Because Android doesn’t have an activity switcher worth talking about anyway, it can kill two birds with one interface and bake battery usage deep into whatever does emerge. It should be as obvious which applications are using the battery as it is which ones are running at all. This is critical information to anyone using the platform. Especially your ‘mom’ needs to know which applications are wasteful!

The Android people at Google, they’re no fools. The current lame task switcher is a sign, if anything, that there is a big fat real-task-switcher branch that their work is going into. It needs to land soon. This is the year that people are picking up and trying Android.

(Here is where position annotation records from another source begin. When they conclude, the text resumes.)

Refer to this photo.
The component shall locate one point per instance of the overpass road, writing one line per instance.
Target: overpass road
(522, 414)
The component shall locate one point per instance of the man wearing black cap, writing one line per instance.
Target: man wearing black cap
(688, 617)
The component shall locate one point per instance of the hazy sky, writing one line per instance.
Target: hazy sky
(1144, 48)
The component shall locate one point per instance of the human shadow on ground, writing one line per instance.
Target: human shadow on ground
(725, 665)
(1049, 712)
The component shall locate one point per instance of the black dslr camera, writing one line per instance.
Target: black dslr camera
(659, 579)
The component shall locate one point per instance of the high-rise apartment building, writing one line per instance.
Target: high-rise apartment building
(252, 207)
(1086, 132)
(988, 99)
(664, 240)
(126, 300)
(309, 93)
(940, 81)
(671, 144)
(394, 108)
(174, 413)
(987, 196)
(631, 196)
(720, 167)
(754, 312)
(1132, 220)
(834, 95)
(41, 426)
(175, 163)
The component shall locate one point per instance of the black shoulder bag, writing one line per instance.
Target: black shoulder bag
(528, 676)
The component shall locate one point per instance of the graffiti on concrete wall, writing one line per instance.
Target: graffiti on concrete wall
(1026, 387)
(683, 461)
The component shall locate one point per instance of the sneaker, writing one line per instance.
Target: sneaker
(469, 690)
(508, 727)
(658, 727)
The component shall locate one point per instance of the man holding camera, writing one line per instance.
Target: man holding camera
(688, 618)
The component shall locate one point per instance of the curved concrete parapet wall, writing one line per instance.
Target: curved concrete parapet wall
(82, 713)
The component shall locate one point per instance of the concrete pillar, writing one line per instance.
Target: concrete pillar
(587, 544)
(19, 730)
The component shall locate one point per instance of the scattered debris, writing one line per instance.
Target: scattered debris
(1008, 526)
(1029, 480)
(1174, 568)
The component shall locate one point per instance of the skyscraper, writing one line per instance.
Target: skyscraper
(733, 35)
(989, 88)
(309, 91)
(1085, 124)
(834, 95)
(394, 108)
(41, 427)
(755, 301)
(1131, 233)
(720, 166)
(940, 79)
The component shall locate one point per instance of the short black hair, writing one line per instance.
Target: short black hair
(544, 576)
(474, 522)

They need to be able to say, “hey, I’m not using that app right now and it’s using my battery for no good reason.” DELETE. Otherwise, their experience will be bad.

The difference between this and the old model is simple: you don’t quit applications that might be wasting resources, you remove applications that you know are. You aren’t managing tasks, you’re firing applications. It raises the awareness of programmers making the apps too, and the incentives to write a well behaved app. By filling that information gap, we can finally reach a level of abstraction that many of us have been anticipating for decades: applications that are just there. Your trusty software is always available, right where you left it and doing only what you told it to do.

Apple thinks they can guide us into that future with an army of bureaucrats, who are surely enrolled in profiler training courses at this moment. It’s surprising how long that is taking, actually; it has made their cherished new product unveiling the butt of resonant jokes. And when they finally start to white-list ‘background’ apps it will at least be one helpful purpose of their degrading software approval exercise. But even so, a platform that enlists informed masses to collectively rank software will run circles around one administered by, well, your dad.

Just ask the first company that tried to fight off Google with an army of classifiers.